Additionally, higher catastrophe losses, unfavorable reserves and pricing pressure have hampered the premiums, claims expenses as well as the underwriting results, whereby underwriting loss widened to $165 million in the first nine months of 2014 against $125 million in the year-ago period. Premiums are expected to grow in low single digits in the upcoming quarters as well. Meanwhile, low interest rates adversely affect AIG’s returns from investments, capital yields and sales of interest-rate sensitive products. Although, the company has returned to the recovery track and contracted its core product portfolio, we believe a consistent stability is far-fetched.

Nevertheless, a strong operating cash flow (up 10.4% year over year in the first nine months of 2014) and tightened debt position (which shrank by about $5.5 billion at Sep 2014-end from 2013-end level) has strengthened AIG’s balance sheet. This also helped improve total debt-to-capital ratio to 15.8% at Sep 2014-end from 17.3% at 2013-end, 20.5% at 2012-end and about 31% at 2010-end. Alongside, the sale of redundant operations, including the latest divestment of ILFC, has freed up capital for deployment in growth initiatives and to increase shareholder return, as reflected by two share repurchase programs authorized this year.

Effective capital deployment indicates improved earnings potential and capital flexibility by debt reduction and healthier operating leverage, thereby buoying investors’ confidence in the stock.

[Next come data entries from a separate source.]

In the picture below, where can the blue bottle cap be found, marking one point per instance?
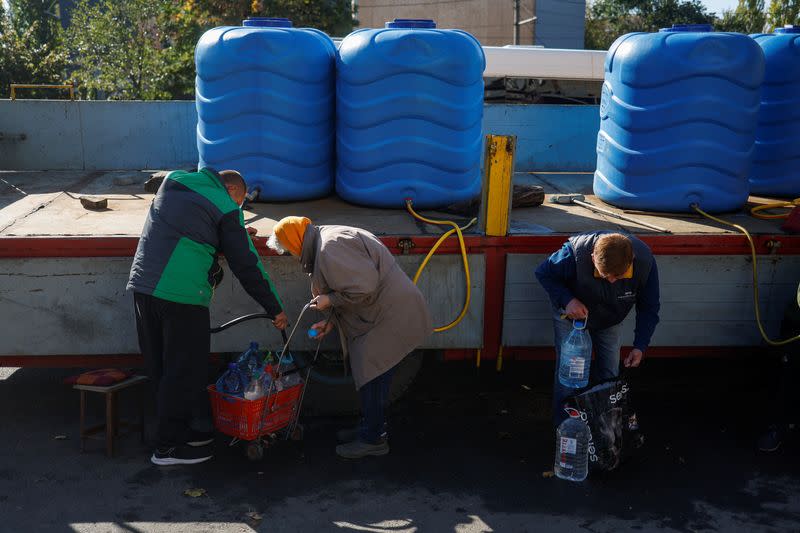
(789, 28)
(411, 23)
(688, 27)
(267, 22)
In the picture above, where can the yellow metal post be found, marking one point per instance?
(497, 183)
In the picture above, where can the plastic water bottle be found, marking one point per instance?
(287, 365)
(255, 389)
(572, 450)
(249, 361)
(231, 382)
(575, 357)
(266, 378)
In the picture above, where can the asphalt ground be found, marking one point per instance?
(471, 452)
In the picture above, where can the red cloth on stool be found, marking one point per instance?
(792, 224)
(100, 378)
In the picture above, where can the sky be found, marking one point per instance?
(718, 6)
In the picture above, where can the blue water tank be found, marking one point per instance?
(265, 106)
(677, 119)
(409, 110)
(776, 165)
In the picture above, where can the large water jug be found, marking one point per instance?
(776, 164)
(572, 450)
(265, 106)
(575, 357)
(678, 116)
(232, 381)
(409, 110)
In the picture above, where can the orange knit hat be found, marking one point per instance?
(290, 231)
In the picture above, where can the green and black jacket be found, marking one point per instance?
(192, 219)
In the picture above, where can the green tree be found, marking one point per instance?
(782, 12)
(606, 20)
(24, 59)
(144, 49)
(749, 16)
(40, 14)
(120, 50)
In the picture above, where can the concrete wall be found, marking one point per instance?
(63, 135)
(490, 21)
(560, 23)
(80, 306)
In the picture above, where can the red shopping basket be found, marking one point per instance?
(242, 418)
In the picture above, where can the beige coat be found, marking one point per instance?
(380, 313)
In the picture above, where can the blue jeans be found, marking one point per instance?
(374, 398)
(606, 344)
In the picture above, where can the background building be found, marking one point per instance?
(558, 23)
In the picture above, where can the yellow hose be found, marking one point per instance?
(777, 205)
(456, 229)
(755, 277)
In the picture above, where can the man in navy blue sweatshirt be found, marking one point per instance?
(599, 276)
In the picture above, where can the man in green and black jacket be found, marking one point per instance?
(194, 216)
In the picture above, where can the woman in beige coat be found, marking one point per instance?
(380, 313)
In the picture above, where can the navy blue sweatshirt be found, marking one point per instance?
(560, 268)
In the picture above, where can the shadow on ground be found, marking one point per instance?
(469, 449)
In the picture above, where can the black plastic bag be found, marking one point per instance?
(608, 411)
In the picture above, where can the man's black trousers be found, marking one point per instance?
(175, 342)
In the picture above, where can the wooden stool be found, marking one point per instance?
(112, 423)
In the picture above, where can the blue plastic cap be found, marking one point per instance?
(789, 28)
(689, 27)
(267, 22)
(411, 23)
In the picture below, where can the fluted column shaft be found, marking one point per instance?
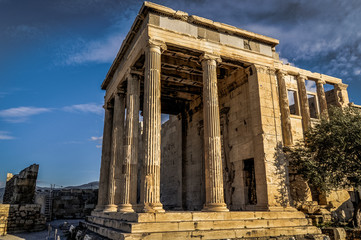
(118, 138)
(321, 97)
(212, 137)
(305, 111)
(130, 163)
(152, 130)
(285, 109)
(341, 94)
(115, 147)
(105, 161)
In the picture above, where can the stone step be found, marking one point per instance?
(198, 225)
(197, 216)
(210, 234)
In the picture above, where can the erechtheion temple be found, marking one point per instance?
(215, 170)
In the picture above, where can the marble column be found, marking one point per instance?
(212, 137)
(341, 94)
(152, 130)
(105, 162)
(305, 111)
(130, 162)
(322, 97)
(285, 109)
(118, 138)
(115, 148)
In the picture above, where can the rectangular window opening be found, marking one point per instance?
(293, 102)
(330, 94)
(313, 105)
(250, 182)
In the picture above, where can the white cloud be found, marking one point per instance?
(311, 86)
(5, 136)
(96, 138)
(85, 108)
(99, 51)
(21, 114)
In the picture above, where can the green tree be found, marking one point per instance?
(329, 157)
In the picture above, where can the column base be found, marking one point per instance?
(110, 208)
(125, 208)
(153, 208)
(215, 207)
(280, 209)
(99, 208)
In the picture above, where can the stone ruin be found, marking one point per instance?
(20, 188)
(216, 170)
(18, 213)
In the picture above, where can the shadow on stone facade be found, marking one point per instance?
(19, 213)
(281, 170)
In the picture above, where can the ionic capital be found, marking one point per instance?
(108, 105)
(320, 81)
(156, 45)
(281, 73)
(301, 77)
(341, 86)
(210, 56)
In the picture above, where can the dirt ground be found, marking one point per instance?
(43, 235)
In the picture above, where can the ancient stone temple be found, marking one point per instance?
(215, 170)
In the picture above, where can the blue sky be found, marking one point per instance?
(55, 54)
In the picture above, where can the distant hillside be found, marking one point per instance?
(2, 190)
(91, 185)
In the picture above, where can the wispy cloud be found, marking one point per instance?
(5, 136)
(85, 108)
(97, 138)
(98, 51)
(21, 114)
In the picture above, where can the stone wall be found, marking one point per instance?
(21, 217)
(73, 203)
(171, 167)
(182, 174)
(20, 188)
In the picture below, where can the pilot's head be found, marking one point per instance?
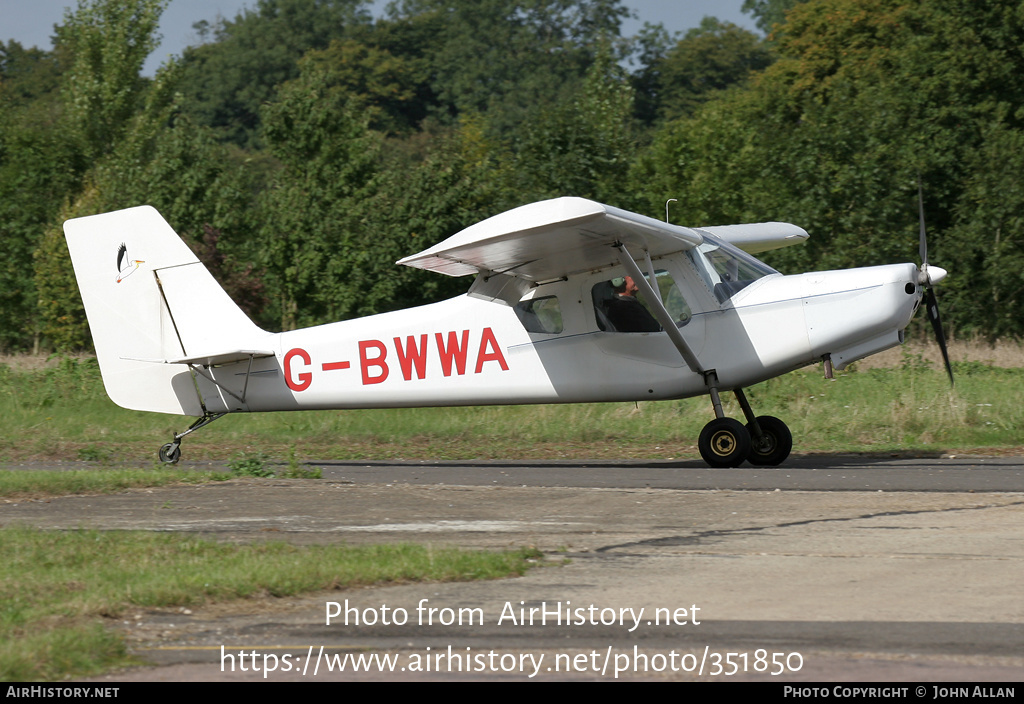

Furthermore, AIG’s superior global brand and its diversified product offering, along with positive net flows and active spread management are boosting core operations.

Earnings Review

This Zacks Rank #2 (Buy) stock has kept its earnings streak alive by delivering positive earnings surprises in the trailing four quarters, with an average beat of 15.7%. AIG’s third-quarter 2014 earnings outpaced the Zacks Consensus Estimate by about 12% as well as the year-ago quarter figure by 26%.

Overall, a favorable risk-reward profile in the near term has prompted minor upward estimate revisions for 2014 and 2015 in the past 30 days. The Zacks Consensus Estimate for 2014 has moved north by 2 cents to $4.74 a share, while the same for 2015 remained intact at $4.97 per share. On a year-over-year basis, earnings are expected to rise by 3.9% and 4.8% in 2014 and 2015, respectively.

Moreover, the Most Accurate estimate for AIG’s 2014 and 2015 earnings currently stands at $4.75 and $5.28 a share, translating into Earnings ESP of +0.2% and +6.2%, respectively. This indicates a possibility of an earnings beat for this year as well as the next.

Key Picks in the Sector

Some better-ranked stocks in the insurance sector include CNO Financial Group Inc. (CNO), AmTrust Financial Services Inc. (AFSI) and Enstar Group Ltd. (ESGR). All these stocks sport a Zacks Rank #1 (Strong Buy).